Even when he’s working the British indie biopic sector, we’re used to seeing Serkis go large and looming as Martin Hammett in 24-Hour Party People, as Ian Brady in Longford and as Ian Dury in the Sex Drugs Rock Roll. It’s odd to encounter the same actor playing with stillness and mostly delicate movements. Or is it?
“People assume – not unreasonably – that Gollum and Caesar are all about the physicality,” says Serkis. “But if you look closely at those films, you’ll see the real acting is all done in the close ups. What performance capture has taught me over the years is a real sense of focus and a way to internalise. I had a lot of energy as a younger actor, but it was performance capture that allowed me to transition from stage to screen. I have a stillness that I don’t think I had before.”

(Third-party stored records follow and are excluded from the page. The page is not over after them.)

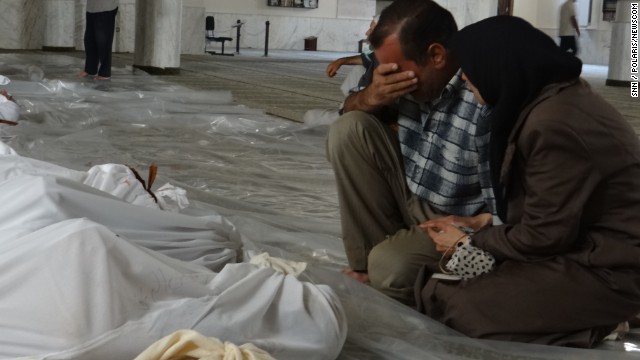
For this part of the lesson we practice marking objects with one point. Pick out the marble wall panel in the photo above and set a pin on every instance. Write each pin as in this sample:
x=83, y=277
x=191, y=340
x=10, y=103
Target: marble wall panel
x=192, y=41
x=158, y=33
x=288, y=33
x=22, y=24
x=60, y=23
x=356, y=9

In this spirit, the actor who once specialised in Stanislavski and Brecht is, he reckons, a lot less likely to take his work home than was once the case. “When I play darker characters it can still be a challenge,” says Serkis, who lives in Crouch End with his wife of 10 years and their three children. “But I’m a lot less susceptible to method now. As your children are growing up, you have to learn to put down the file, come home and be present. You can’t go down to watch your kids playing football and be thinking about the scene you’re doing on Monday. They have real-life issues and problems. Yours are only made up.”